What is all around us, terrifies a lot of people, but adds enormously to the quality of life? Answer: chemistry. Almost everything that happens in the world, in transport, throughout agriculture and industry, to the flexing of a muscle and the framing of a thought involves chemical reactions in which one substance changes into another. Everything you touch, taste, or smell, be it natural or synthetic, has emerged from sequences of chemical reactions. Strip away chemistry and you strip away colour from fabrics and vegetation. Strip away the material products of chemistry and you return to the Stone Age (but even those stones were the result of chemical reactions). Strip away anaesthetics and you are left to grit your teeth.

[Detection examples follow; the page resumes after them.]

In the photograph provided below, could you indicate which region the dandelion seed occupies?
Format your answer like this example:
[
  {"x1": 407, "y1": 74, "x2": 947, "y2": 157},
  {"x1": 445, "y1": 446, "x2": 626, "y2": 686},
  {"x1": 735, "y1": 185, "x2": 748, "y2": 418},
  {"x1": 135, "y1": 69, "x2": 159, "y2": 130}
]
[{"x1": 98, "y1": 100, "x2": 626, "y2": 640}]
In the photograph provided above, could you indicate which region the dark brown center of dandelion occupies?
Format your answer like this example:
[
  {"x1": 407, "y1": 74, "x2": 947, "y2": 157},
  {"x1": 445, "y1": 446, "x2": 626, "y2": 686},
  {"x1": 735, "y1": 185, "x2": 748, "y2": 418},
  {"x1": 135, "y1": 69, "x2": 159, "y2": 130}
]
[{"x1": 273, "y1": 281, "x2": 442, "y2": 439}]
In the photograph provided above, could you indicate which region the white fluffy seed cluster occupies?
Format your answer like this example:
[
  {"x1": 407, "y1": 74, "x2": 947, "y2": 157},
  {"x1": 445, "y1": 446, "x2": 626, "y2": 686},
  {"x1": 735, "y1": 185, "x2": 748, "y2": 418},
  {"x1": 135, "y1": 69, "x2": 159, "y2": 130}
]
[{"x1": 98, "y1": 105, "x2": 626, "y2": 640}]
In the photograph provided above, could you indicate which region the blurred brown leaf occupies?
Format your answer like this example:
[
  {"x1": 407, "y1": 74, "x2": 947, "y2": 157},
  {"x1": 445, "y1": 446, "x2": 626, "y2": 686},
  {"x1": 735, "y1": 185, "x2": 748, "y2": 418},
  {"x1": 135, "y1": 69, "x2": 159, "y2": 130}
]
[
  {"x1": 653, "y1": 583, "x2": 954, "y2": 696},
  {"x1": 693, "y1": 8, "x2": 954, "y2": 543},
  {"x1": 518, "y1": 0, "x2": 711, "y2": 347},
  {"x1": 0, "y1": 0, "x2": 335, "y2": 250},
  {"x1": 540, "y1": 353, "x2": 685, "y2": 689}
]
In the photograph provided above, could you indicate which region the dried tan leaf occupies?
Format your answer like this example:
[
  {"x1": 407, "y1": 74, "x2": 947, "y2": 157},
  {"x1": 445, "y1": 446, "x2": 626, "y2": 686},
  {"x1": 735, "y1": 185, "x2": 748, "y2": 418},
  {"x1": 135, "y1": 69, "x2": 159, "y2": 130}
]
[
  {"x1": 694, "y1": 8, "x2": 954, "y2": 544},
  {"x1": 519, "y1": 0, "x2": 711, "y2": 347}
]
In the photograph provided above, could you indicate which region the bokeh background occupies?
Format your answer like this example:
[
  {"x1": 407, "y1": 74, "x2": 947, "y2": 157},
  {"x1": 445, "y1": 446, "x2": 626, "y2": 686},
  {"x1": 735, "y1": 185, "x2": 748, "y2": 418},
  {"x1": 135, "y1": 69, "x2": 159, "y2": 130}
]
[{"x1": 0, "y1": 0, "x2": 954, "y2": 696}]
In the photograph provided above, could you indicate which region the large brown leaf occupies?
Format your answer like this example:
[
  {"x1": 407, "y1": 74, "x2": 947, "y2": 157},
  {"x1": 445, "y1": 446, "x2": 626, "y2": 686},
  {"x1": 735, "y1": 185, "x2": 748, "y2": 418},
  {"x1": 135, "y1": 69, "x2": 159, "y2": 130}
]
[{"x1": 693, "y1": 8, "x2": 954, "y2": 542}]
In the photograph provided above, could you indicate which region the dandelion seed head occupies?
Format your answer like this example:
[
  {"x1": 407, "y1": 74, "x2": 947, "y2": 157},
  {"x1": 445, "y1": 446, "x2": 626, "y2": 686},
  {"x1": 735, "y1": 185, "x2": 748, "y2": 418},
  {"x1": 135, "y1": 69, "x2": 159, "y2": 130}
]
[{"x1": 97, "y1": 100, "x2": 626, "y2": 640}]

Yet chemistry, despite all its positive contributions to life and, through medicine, the postponement of death, does not lie happily in the regard of many. Why is that? Like most problems, there are several contributions to the answer. Chemistry is an intricate subject, where the relative importance of influences has to be judged. There is perhaps less that is predictable in chemistry than there is in physics, and consequently more, dauntingly, to be learned. It may be that teachers, despite their best efforts, sometimes brought in to present an unfamiliar subject, lack the confidence that deep understanding gives, and transmit that discomfort to their pupils. Perhaps a syllabus is ill-conceived. Perhaps the elimination of practical demonstrations, regarded as too risky by the timidly or pragmatically wisely risk-adverse, no longer stimulate the interest that lies at the heart of commitment. Maybe the connection between a deep-seated concept and its myriad consequence in the observable world is not brought out, and interest withers on the vine. Perhaps the concepts that are the essential currency of chemistry–atom, molecule, energy, entropy–are perceived as too abstract for comfort.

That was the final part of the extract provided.